Unfortunately, Powerless’ pilot suggests the series to be far more populist in its appeal than its predecessors. As such, it lacks subtlety, with its visual and sonic motifs one small step above a multi-cam laugh track to some Chuck Lorre travesty. Worse, as a cape opera, this descends directly into camp – and not even the self-aware camp of the ’66 Batman series that allowed the later to become such an enduring pop art masterpiece (through apropos for getting Adam West to make a vocal cameo). That is to say, far too many shots linger on the crude costumes and shoddy, subpar special effect work. It robs the world of the very verisimilitude necessary for the characters inhabiting it to likewise be believable. While Pawnee and Greendale could oftentimes prove ridiculous settings, even to extremes at time, the conceit that they existed in our real world allowed their exaggerated qualities to be part of the humor. Like the characters that inhabited them, they sat precariously on the precipice of plausibility and absurdity. Contra Charm City (presumably the DC equivalent of Baltimore, not far from my old stomping grounds), the fantastical nature of which requires that the screenwriters treat the setting straight-faced; the audience should never be laughing at the world, but at the characters and their circumstances in it.

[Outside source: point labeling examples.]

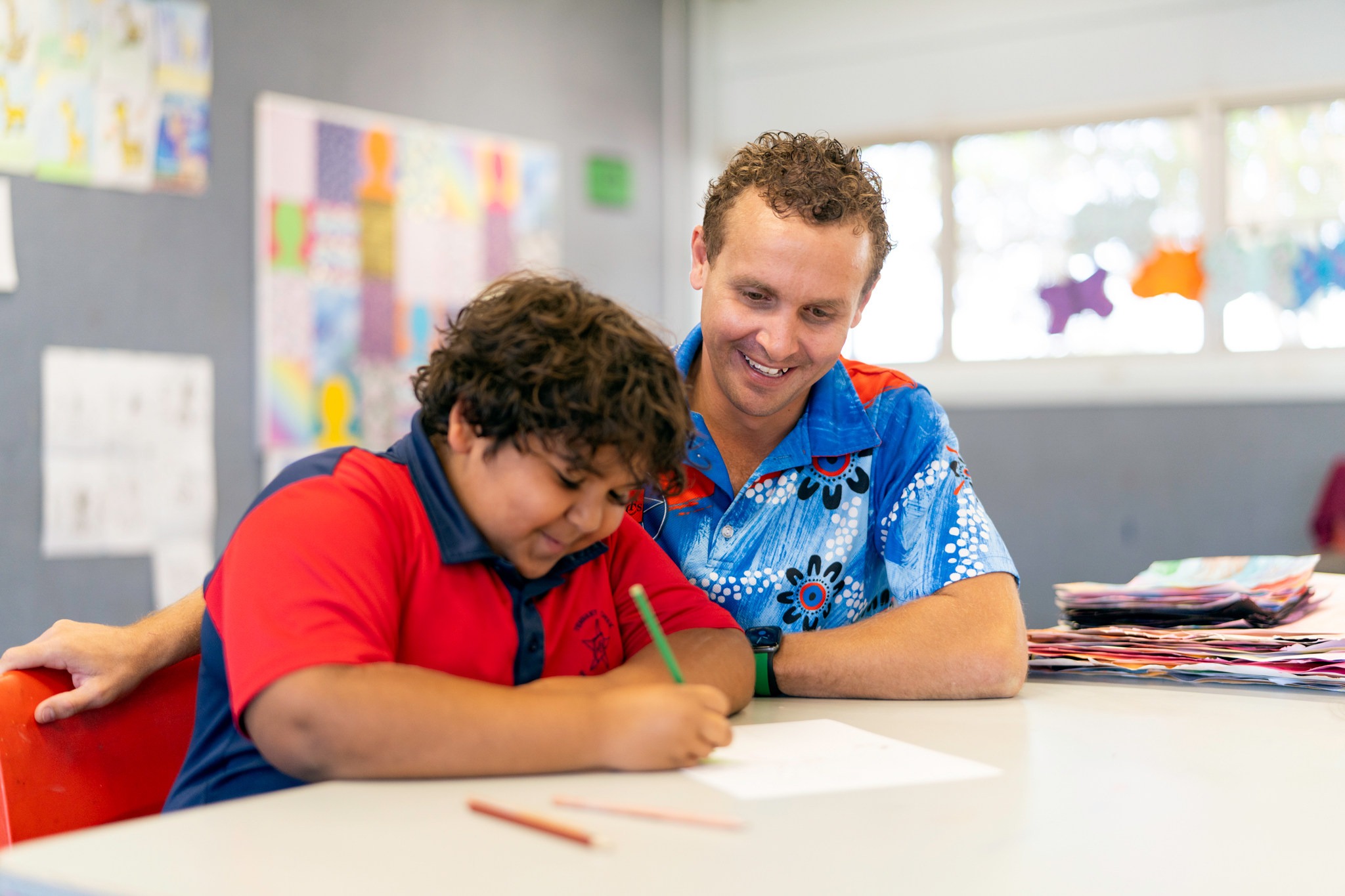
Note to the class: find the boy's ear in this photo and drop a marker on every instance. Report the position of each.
(462, 436)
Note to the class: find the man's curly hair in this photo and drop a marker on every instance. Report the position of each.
(539, 356)
(817, 178)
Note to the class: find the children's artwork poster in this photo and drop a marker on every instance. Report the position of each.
(370, 232)
(128, 461)
(106, 93)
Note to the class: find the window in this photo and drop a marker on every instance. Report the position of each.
(1281, 268)
(1076, 211)
(1121, 238)
(904, 319)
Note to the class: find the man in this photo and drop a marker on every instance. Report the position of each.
(827, 498)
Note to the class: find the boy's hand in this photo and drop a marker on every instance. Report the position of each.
(649, 727)
(106, 662)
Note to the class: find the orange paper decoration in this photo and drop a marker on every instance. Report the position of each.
(1169, 272)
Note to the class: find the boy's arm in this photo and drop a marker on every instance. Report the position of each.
(106, 662)
(390, 720)
(717, 657)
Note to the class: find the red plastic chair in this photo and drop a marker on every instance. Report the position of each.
(100, 766)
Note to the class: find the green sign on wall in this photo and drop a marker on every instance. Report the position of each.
(609, 182)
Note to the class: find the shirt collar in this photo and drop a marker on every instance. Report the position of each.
(833, 423)
(459, 539)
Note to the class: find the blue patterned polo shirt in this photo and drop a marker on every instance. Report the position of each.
(864, 505)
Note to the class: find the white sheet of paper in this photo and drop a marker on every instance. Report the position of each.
(9, 269)
(179, 567)
(824, 756)
(128, 459)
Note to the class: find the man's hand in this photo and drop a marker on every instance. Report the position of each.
(653, 727)
(106, 662)
(966, 640)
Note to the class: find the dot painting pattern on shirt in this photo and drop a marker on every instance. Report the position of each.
(830, 542)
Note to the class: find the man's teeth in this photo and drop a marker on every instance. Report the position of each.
(768, 371)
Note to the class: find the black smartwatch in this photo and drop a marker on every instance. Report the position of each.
(766, 641)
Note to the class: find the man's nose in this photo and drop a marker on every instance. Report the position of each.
(778, 336)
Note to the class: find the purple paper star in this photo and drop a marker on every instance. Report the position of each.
(1071, 297)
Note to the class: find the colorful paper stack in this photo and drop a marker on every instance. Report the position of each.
(1306, 652)
(1258, 593)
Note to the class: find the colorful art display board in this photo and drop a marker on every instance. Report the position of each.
(106, 93)
(372, 230)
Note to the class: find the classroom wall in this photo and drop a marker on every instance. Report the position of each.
(1078, 494)
(162, 273)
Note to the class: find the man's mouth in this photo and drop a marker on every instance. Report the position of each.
(766, 371)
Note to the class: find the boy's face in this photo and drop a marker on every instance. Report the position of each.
(776, 305)
(533, 507)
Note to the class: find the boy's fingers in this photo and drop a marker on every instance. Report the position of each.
(713, 699)
(717, 731)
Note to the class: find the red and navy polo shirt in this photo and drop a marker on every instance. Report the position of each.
(351, 558)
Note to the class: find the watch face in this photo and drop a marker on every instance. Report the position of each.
(764, 637)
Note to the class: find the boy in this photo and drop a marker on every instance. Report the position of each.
(459, 605)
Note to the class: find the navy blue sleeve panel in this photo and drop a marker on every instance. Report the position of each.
(221, 763)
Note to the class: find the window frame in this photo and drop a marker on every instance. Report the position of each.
(1212, 375)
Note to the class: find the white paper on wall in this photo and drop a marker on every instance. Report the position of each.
(128, 461)
(9, 269)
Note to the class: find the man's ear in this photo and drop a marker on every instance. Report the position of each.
(462, 436)
(699, 258)
(864, 303)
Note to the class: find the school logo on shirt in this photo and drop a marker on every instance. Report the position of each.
(600, 628)
(810, 597)
(830, 476)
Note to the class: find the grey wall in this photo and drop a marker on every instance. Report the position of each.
(160, 273)
(1097, 495)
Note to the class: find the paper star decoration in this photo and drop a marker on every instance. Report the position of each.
(1071, 297)
(1169, 272)
(1319, 270)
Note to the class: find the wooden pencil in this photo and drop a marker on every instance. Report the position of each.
(650, 812)
(535, 821)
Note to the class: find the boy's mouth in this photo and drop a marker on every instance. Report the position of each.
(775, 372)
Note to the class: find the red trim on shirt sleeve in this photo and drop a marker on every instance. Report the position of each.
(872, 381)
(310, 578)
(678, 603)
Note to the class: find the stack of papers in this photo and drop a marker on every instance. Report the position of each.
(1305, 653)
(1258, 593)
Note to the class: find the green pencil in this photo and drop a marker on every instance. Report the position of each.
(651, 622)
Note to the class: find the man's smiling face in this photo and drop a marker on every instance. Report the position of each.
(776, 304)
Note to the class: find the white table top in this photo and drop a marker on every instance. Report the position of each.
(1109, 788)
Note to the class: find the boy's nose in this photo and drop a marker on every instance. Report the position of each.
(586, 513)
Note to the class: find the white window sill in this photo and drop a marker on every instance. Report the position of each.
(1204, 378)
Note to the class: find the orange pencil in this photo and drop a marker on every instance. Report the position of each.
(535, 821)
(650, 812)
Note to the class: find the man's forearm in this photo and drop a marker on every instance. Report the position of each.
(963, 641)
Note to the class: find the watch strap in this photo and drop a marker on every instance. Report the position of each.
(766, 684)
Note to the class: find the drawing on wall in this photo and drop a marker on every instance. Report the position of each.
(370, 232)
(106, 93)
(128, 461)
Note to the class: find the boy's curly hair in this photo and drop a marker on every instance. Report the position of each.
(540, 356)
(816, 178)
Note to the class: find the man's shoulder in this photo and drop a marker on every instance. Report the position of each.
(871, 381)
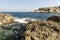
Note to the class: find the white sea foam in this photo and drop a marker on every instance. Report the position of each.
(23, 20)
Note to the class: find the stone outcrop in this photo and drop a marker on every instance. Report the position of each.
(6, 19)
(55, 9)
(54, 18)
(42, 30)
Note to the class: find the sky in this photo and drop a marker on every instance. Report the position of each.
(25, 5)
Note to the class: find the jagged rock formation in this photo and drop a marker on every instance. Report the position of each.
(42, 30)
(49, 9)
(6, 19)
(54, 18)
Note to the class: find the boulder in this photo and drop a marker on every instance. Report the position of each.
(54, 18)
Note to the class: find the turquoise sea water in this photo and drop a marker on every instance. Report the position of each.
(42, 16)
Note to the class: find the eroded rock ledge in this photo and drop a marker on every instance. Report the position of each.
(6, 19)
(42, 30)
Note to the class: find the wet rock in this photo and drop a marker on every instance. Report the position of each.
(6, 19)
(54, 18)
(42, 30)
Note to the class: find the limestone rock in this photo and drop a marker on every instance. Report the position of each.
(42, 30)
(54, 18)
(6, 19)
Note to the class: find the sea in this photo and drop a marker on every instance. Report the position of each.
(18, 29)
(42, 16)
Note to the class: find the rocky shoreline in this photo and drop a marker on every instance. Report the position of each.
(54, 9)
(33, 30)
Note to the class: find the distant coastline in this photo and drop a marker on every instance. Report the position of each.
(54, 9)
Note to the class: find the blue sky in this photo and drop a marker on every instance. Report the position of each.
(26, 5)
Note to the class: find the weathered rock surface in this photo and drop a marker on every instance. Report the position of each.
(53, 9)
(54, 18)
(6, 19)
(42, 30)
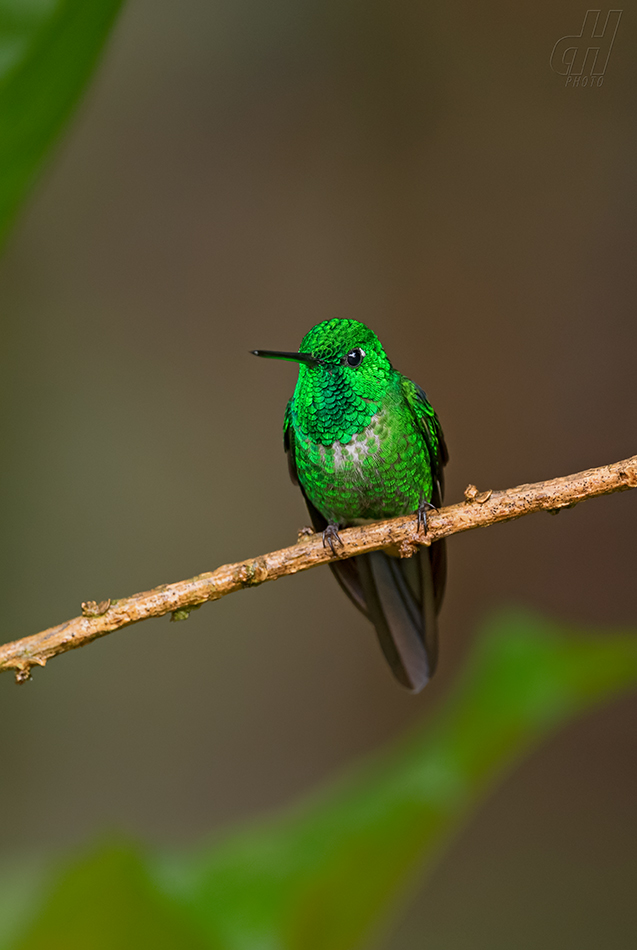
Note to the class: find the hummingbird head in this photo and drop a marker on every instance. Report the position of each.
(343, 375)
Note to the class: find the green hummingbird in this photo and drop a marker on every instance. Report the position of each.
(363, 443)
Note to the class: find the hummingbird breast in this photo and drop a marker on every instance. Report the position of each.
(380, 472)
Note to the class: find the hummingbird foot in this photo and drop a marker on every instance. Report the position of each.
(332, 537)
(421, 516)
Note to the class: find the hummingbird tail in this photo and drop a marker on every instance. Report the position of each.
(401, 600)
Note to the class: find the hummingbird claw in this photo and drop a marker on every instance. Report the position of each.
(421, 516)
(330, 537)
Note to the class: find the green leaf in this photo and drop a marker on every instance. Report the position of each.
(323, 875)
(107, 900)
(48, 49)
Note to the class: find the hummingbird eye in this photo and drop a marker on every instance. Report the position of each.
(355, 357)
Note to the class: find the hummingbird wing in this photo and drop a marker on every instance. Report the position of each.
(401, 596)
(345, 571)
(404, 595)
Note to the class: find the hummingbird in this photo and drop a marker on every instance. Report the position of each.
(363, 443)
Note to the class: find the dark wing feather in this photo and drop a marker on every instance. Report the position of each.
(400, 596)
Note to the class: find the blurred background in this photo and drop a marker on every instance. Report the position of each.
(238, 172)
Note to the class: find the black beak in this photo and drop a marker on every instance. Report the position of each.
(306, 358)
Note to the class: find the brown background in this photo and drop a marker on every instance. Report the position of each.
(239, 172)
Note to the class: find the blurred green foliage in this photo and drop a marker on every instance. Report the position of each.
(323, 875)
(48, 49)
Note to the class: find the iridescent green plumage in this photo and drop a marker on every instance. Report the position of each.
(364, 443)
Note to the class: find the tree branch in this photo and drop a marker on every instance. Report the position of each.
(479, 510)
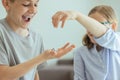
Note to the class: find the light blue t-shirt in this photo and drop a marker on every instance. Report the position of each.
(15, 49)
(103, 65)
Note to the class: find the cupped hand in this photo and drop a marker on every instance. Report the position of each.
(50, 54)
(62, 16)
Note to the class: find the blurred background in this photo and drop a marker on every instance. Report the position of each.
(72, 31)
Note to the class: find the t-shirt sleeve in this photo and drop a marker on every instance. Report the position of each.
(3, 55)
(110, 40)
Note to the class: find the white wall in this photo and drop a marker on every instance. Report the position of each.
(72, 32)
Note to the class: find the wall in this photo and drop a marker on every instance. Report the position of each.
(72, 32)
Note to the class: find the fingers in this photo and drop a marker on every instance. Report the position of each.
(59, 16)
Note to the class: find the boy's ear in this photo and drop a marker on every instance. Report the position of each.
(6, 4)
(114, 26)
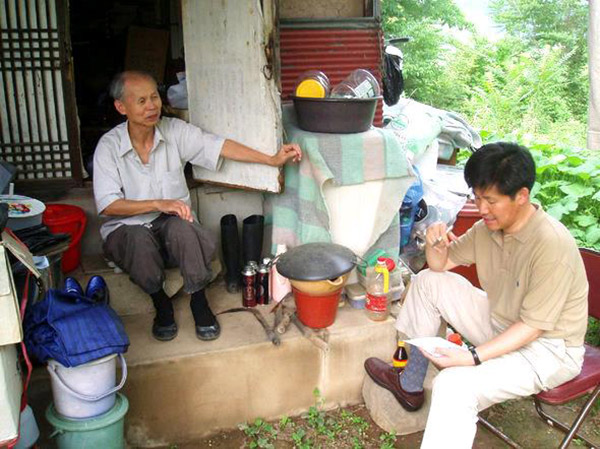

Similarly telling, seasoned actors such as Pudi and co-star Alan Tudyk, who’ve proven their range elsewhere, are fall flat throughout the episode, suggesting some failure on the script or direction, rather than their comedic timing. Tudyk, even confined to motion-capture for a computer-generated character, took only minutes in the recent Rogue One to steal the show from the rest of the ensemble cast, delivering some of the Saga’s best comedic moments. Here, he’s a more one-dimensional and one-note David Brent, albeit searching for validation from Bruce Wayne instead of his employees. But because he’s not believable as a character, the cringeworthiness that came from Brent or Michael Scott being reminiscent of the audience’s actual bad bosses is entirely lost. Worse off is Pudi, whose Teddy is given much screen time but little characterization. Instead, the focus was squarely on Vanessa Hudgen’s Emily Locke, our sickeningly saccharin pantsuited protagonist. It’s entirely understandable why her employees immediately dislike her, but while this creates credulity, it rarely helps to have a main character with which viewers can’t connect.
With rare exceptions, such as Lost, pilot episodes are notoriously awful, and rarely accurate indicators as to the quality of a series going forward. Parks and Recreation was nigh unwatchable for its first season, and I often exhort friends to power through the first thirteen episodes of Community, as the show failed to find its niche till returning from its first hiatus. Even so, Powerless’ pilot holds less promise, but if it focuses its comedic efforts on characters which we come to care about, keeping the capes and cowls as mere window dressing, it might prove worth watching.
I’ll give it this though: best title-sequence ever!